Ms Taeli recounted how she had stayed on in an abusive marriage for 15 years, adding that perversely, she even felt “very important” in that abusive marriage.

“I am an angry woman. I know pain and abuse in and out. I don’t know what it will take for me to heal,” Ms Taeli said.

“Women are strong. We can get out of abusive relationships only if we stopped trying so hard to be like our mothers and grandmothers who were forced by societal norms to stay in abusive marriages.

“At the time I got married, my parents were 25 years into marriage and I vowed to stay longer than them and maybe this is why I endured the 15 years abusive marriage,” Ms Taeli said.
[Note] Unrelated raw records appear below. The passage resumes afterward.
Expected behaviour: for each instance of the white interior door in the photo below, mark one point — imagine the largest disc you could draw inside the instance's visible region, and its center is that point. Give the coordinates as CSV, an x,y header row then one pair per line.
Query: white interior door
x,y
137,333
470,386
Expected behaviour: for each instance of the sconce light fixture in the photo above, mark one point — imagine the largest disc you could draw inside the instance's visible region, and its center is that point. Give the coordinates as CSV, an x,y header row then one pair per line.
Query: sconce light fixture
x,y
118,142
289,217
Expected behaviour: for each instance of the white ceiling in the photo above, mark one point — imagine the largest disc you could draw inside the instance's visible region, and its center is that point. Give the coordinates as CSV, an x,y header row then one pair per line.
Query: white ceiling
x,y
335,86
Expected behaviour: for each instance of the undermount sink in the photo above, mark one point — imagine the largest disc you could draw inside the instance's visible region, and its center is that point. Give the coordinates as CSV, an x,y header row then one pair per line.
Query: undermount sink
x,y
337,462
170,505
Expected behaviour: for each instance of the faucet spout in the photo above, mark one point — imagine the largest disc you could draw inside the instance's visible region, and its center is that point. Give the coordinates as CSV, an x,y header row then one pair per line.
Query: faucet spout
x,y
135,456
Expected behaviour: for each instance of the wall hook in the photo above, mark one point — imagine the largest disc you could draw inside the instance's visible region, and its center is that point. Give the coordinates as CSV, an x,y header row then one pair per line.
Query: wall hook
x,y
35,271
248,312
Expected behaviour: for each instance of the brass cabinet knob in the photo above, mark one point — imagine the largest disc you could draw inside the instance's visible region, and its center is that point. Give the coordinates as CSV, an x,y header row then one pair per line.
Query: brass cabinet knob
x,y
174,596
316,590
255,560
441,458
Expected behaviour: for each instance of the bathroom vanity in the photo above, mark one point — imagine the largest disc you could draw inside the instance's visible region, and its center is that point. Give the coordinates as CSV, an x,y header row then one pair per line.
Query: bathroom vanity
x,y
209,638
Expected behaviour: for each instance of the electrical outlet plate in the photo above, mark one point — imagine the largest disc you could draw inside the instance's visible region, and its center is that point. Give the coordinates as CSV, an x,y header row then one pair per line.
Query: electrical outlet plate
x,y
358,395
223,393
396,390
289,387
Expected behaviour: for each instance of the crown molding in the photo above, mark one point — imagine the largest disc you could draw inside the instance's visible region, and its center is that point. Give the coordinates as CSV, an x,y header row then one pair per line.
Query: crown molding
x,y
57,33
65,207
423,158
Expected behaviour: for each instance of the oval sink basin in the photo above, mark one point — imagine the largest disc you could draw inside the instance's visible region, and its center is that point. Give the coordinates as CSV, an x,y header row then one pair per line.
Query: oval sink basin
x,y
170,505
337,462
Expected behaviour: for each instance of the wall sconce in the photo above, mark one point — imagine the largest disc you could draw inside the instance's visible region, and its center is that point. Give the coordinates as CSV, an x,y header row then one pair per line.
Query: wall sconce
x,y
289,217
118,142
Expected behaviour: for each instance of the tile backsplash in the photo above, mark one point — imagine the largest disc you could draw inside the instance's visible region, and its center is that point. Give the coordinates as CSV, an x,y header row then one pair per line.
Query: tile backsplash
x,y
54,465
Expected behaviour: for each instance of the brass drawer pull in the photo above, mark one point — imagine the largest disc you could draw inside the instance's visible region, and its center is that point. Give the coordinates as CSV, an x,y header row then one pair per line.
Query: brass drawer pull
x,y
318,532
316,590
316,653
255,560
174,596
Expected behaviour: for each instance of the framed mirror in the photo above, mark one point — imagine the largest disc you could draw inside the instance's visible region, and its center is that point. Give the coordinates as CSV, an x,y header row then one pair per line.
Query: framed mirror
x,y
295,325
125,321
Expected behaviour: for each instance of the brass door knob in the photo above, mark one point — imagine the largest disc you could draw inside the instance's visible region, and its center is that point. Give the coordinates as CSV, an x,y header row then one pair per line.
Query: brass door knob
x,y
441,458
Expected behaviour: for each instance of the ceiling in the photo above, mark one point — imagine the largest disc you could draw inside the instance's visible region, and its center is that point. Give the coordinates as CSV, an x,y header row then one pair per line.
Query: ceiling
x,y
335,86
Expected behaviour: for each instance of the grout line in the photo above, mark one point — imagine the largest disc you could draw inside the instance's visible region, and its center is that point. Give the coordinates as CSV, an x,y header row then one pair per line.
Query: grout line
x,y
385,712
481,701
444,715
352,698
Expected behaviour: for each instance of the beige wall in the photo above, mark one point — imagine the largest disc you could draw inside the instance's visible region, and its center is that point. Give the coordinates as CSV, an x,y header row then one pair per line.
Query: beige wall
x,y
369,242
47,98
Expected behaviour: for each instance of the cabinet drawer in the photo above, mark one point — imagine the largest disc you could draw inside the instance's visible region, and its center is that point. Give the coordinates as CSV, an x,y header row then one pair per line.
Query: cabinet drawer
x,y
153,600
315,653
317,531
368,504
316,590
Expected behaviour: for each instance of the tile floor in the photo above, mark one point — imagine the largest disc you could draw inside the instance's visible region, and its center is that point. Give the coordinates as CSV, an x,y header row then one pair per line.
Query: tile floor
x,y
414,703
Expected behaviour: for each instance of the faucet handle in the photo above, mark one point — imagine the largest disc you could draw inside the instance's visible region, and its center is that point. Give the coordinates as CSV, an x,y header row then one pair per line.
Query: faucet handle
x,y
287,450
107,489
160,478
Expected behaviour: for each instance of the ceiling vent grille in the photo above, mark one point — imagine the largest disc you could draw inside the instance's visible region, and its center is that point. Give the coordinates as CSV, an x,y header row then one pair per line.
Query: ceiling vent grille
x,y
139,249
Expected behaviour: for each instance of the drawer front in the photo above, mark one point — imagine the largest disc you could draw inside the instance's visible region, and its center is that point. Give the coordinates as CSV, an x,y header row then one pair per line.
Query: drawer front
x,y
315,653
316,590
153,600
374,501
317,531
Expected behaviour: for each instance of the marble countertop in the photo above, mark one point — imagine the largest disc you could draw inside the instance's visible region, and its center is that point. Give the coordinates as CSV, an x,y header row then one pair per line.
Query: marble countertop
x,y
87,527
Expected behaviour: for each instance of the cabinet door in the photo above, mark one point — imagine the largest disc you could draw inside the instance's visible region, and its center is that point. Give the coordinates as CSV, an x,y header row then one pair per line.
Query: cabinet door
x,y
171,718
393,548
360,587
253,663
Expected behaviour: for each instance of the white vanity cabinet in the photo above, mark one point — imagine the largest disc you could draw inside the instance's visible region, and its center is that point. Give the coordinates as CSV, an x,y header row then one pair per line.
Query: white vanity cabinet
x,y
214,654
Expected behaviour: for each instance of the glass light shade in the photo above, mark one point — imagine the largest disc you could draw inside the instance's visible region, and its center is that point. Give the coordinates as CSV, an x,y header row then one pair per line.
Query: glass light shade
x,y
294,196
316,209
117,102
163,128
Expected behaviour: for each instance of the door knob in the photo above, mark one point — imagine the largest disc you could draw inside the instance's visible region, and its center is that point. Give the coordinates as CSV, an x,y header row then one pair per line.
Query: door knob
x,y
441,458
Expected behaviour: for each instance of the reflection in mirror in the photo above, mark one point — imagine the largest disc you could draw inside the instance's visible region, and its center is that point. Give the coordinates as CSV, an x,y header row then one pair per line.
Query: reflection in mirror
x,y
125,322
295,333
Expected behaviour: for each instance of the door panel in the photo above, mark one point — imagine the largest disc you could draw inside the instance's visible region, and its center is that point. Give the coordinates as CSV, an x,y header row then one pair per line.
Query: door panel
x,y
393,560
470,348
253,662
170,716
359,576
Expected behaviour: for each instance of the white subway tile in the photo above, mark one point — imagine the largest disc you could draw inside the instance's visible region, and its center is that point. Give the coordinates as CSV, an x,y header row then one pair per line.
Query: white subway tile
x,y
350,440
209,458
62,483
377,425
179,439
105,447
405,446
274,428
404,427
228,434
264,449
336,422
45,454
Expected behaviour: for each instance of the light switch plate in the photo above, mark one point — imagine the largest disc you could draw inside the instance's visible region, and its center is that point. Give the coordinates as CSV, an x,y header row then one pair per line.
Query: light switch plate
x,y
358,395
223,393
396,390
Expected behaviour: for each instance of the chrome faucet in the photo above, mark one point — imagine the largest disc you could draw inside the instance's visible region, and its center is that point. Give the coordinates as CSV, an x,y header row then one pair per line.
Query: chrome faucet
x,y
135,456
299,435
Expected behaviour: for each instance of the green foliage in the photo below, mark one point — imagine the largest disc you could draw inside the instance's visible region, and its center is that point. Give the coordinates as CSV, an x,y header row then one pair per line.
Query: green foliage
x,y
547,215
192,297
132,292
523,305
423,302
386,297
She said her late husband covered his abusive behaviour by calling her “First Lady” and declaring undying love for his wife to everyone who cared to listen.

“Tuesday to Thursday were happy days in our marriage and all hell would break loose from Friday to Monday. He would rape me to prove that he was not with a woman from Friday to Monday when he was not at home,” Ms Taeli said.

She said the abuse only ended in 2014 when her husband was mercilessly killed at his “lover’s house”, leaving her with a paralysed child who tried to commit suicide to escape his father’s abusive behavior.

“My husband was a soldier and got killed at the time there was a conflict between the army and the police, so the police refused to investigate his death and I live with the pain of seeing his suspected killers almost every day,” she said.

A youth representative, Phokoane Taoana said the country could curb GBV by dealing with manifestations of the scourge among children.

“In schools and society, children abuse each other and that is brushed off on the basis that the children are only playing,” Ms Taoana said, adding, as result abusive behaviour continued to flourish to a point where it was accepted as normal by victim and perpetrators.

“As individuals, what are we doing about these abusive relationships? Woman to woman, we also need to check ourselves as half the time we also abuse each other.

“It is up to us to change the way we behave. If you are abused, speak up and seek support from trusted persons around you. Abuse has to stop today,” she said.

Bam Media Group representative, Tšepang Tšita-Mosena said it was time women changed the institution of marriage by refusing to be abused.

“Most women find themselves trapped in abusive relationships because of the financial dependency syndrome. Get out of your shell and stop feeling helpless,” Ms Tšita-Mosena said, adding, women could avoid abuse and shape their own destinies if they went out of their way to make their own money.

She said abuse would continue as long as women did not aggressively asserted themselves against abusive partners.

“Our spouses know us and they can tell when we are scared of them. Be assertive and mean what you are saying,” Ms Tšita-Mosena said.